Maalem Synagogue, Jüdische Synagoge im Stadtteil Hasköy, Istanbul, Türkei
Maalem Synagogue steht an der Harap Çeşme Straße und überblickt das Goldene Horn von der Hanglage des Hasköy-Viertels in Istanbul aus. Das Gebäude aus Stein stammt aus dem 20. Jahrhundert und besitzt ein einfaches, funktionales Aussehen mit rechteckigem Grundriss und wenigen dekorativen Elementen außen.

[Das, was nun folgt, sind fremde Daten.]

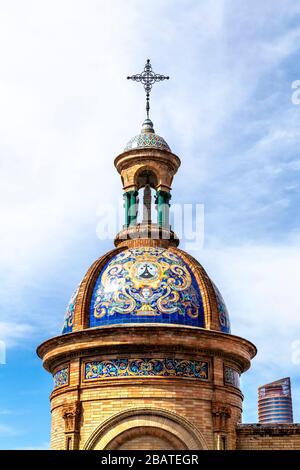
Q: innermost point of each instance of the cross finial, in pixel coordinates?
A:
(148, 78)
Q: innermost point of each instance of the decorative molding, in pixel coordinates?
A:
(145, 367)
(231, 377)
(221, 412)
(71, 414)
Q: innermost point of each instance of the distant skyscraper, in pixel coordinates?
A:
(275, 402)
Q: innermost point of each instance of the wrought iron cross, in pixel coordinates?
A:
(148, 78)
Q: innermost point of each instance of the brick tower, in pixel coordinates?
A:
(146, 359)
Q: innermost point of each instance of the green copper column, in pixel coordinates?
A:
(126, 197)
(163, 208)
(132, 210)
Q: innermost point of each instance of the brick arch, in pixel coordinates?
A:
(146, 438)
(160, 425)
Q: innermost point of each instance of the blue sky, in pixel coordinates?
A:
(66, 110)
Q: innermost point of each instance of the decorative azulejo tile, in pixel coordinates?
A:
(69, 315)
(141, 367)
(146, 285)
(61, 377)
(223, 312)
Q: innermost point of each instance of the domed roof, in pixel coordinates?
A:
(147, 139)
(148, 285)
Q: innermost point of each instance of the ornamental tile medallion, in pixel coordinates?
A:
(146, 285)
(61, 377)
(145, 367)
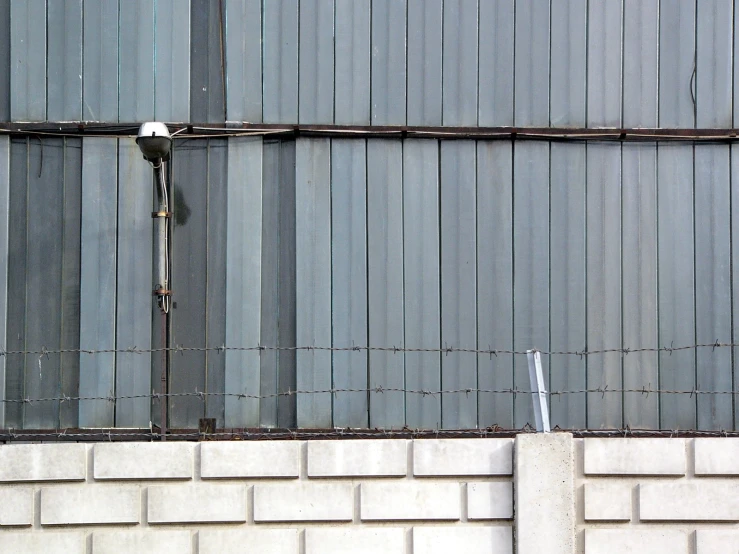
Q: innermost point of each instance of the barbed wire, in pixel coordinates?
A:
(492, 352)
(202, 395)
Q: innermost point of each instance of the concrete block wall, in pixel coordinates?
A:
(657, 495)
(281, 497)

Die Synagoge wurde 1960 erbaut, während das Hasköy-Viertel seinen massiven jüdischen Bevölkerungsrückgang erlebte. Sie blieb als letzte funktionierende jüdische Stätte in einem Gebiet bestehen, das einst Dutzende von Synagogen und eine blühende jüdische Gemeinde beherbergte.

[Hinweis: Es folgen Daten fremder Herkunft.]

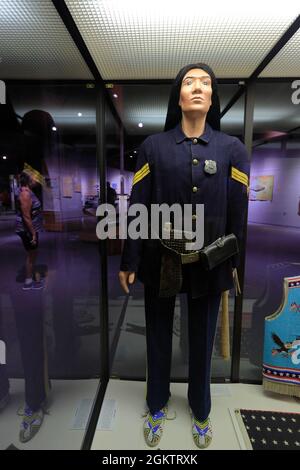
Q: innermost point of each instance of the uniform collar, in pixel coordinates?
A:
(180, 136)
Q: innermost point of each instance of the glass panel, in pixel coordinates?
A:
(49, 296)
(273, 219)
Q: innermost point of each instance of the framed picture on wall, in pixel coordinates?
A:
(261, 188)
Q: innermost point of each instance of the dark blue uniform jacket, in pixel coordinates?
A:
(170, 169)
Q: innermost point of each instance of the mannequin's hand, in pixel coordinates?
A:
(126, 278)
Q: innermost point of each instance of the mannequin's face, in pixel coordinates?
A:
(196, 92)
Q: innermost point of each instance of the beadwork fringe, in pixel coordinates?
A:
(285, 389)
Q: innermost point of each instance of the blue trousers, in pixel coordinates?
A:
(202, 322)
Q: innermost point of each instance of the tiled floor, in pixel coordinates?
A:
(129, 397)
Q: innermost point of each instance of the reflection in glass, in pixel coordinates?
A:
(49, 299)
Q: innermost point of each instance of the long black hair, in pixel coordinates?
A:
(174, 110)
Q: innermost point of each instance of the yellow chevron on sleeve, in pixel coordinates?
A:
(239, 176)
(141, 174)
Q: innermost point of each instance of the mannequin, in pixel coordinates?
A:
(171, 168)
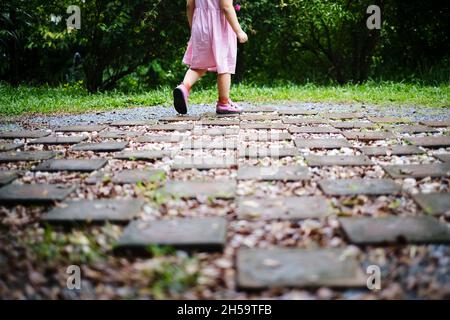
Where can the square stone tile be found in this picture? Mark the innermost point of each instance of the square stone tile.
(434, 170)
(167, 138)
(436, 203)
(215, 144)
(117, 134)
(313, 130)
(291, 267)
(431, 142)
(369, 230)
(260, 109)
(332, 143)
(179, 118)
(10, 146)
(391, 150)
(145, 155)
(323, 161)
(180, 127)
(260, 117)
(344, 115)
(202, 234)
(131, 123)
(204, 163)
(218, 122)
(264, 136)
(23, 134)
(291, 111)
(444, 157)
(49, 140)
(224, 189)
(263, 125)
(283, 173)
(100, 147)
(285, 208)
(81, 165)
(369, 135)
(7, 177)
(388, 120)
(94, 211)
(303, 121)
(348, 187)
(128, 176)
(413, 129)
(34, 193)
(351, 124)
(14, 156)
(436, 123)
(81, 128)
(261, 152)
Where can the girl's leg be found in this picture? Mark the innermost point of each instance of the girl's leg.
(192, 76)
(223, 85)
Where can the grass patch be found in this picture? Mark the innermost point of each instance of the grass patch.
(75, 99)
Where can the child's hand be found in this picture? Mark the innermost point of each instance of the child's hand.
(242, 37)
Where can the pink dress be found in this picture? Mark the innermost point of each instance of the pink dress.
(213, 43)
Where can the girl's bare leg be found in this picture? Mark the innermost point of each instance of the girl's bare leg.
(223, 85)
(192, 76)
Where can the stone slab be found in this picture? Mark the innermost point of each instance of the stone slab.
(291, 267)
(81, 128)
(180, 127)
(313, 130)
(50, 140)
(369, 135)
(128, 176)
(78, 165)
(144, 155)
(34, 193)
(7, 177)
(431, 142)
(351, 124)
(417, 230)
(225, 189)
(199, 234)
(262, 125)
(167, 138)
(94, 211)
(323, 161)
(261, 152)
(10, 146)
(436, 123)
(23, 134)
(303, 121)
(100, 147)
(435, 203)
(348, 187)
(444, 157)
(434, 170)
(391, 150)
(332, 143)
(285, 208)
(264, 136)
(203, 143)
(204, 163)
(13, 156)
(283, 173)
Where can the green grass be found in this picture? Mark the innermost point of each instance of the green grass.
(74, 99)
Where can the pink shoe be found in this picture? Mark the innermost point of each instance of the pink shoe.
(228, 108)
(180, 98)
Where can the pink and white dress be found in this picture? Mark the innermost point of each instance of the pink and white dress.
(213, 43)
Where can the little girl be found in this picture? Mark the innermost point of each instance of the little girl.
(212, 47)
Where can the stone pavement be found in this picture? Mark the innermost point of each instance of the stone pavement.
(339, 179)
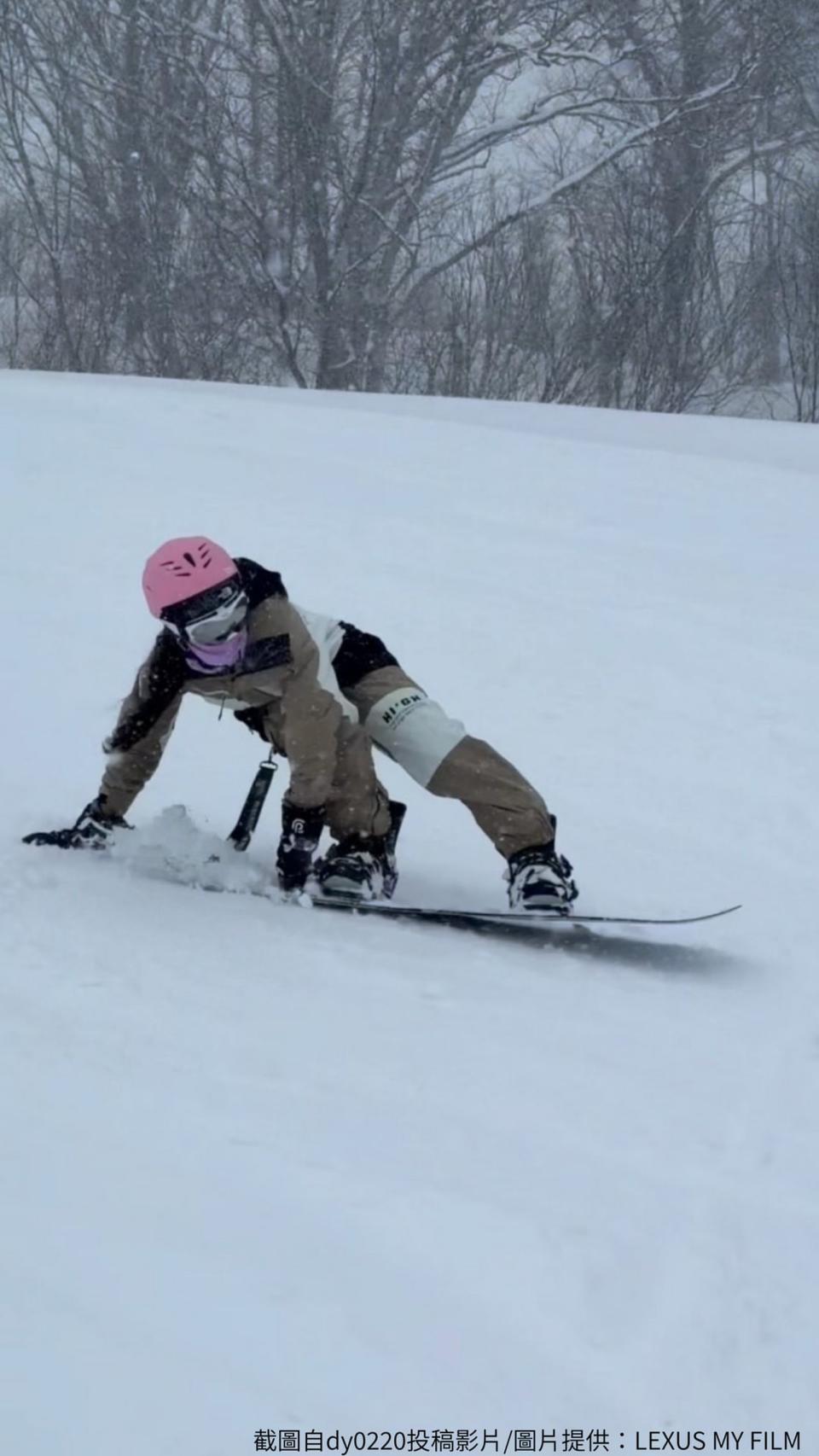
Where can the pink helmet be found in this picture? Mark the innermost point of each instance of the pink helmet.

Die Gemeinde nutzt die Synagoge hauptsächlich für Schabbat-Gottesdienste nach dem Nusach-Sefard-Ritus, der unter östlichen jüdischen Gemeinden verbreitet ist. Der Ort dient als Zentrum für die religiösen Praktiken einer kleinen, eng verbundenen Gemeinde vor Ort.

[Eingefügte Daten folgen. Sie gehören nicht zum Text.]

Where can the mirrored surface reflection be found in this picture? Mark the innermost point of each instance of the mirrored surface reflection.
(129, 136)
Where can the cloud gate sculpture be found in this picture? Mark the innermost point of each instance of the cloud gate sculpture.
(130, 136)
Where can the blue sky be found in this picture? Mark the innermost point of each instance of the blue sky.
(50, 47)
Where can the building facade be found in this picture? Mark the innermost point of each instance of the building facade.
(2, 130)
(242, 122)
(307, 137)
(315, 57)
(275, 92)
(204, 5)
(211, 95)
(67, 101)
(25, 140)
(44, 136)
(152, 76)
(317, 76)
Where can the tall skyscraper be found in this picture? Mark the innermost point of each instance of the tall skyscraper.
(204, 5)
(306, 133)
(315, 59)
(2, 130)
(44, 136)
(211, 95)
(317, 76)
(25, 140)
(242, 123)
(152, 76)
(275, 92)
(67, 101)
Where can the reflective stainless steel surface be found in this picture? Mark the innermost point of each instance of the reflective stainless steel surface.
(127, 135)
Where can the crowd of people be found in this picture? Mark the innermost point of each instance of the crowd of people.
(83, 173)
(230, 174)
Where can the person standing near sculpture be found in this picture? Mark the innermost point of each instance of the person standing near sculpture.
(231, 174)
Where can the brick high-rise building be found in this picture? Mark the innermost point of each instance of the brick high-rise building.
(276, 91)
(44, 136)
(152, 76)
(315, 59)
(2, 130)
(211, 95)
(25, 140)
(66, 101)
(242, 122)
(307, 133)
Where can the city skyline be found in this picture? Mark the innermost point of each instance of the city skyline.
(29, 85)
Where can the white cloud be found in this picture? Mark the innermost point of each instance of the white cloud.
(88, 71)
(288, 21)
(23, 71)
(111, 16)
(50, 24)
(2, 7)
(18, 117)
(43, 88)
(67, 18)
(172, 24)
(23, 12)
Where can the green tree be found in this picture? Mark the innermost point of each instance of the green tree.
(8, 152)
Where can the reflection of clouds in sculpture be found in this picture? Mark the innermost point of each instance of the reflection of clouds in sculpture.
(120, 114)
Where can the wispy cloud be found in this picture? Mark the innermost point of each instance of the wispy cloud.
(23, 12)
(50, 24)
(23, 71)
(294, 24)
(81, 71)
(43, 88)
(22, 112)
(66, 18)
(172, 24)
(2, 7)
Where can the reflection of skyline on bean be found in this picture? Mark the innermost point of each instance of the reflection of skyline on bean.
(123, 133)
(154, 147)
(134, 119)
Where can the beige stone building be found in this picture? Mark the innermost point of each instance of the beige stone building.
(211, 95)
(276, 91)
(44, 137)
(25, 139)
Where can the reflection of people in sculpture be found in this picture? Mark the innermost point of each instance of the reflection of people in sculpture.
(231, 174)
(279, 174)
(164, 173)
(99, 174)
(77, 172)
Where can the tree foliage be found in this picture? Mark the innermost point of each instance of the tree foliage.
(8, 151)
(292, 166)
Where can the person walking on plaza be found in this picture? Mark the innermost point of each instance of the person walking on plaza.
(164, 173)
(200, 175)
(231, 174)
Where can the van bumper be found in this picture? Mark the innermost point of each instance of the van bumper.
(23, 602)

Besucher müssen ihre Besuche im Voraus anmelden, da Sicherheitsmaßnahmen nach Ereignissen Anfang 2000er Jahre implementiert wurden. Die Öffnungszeiten sind begrenzt und konzentrieren sich hauptsächlich auf Schabbat-Gottesdienste.
Das Innere beherbergt ein charakteristisches tevah oder Lesepult, das die Form eines Schiffsbug hat. Diese ungewöhnliche maritime Form teilt sich mit anderen historischen Synagogen in der Stadt und spiegelt die Verbindung des Viertels zur Schifffahrt und zum Hafen wider.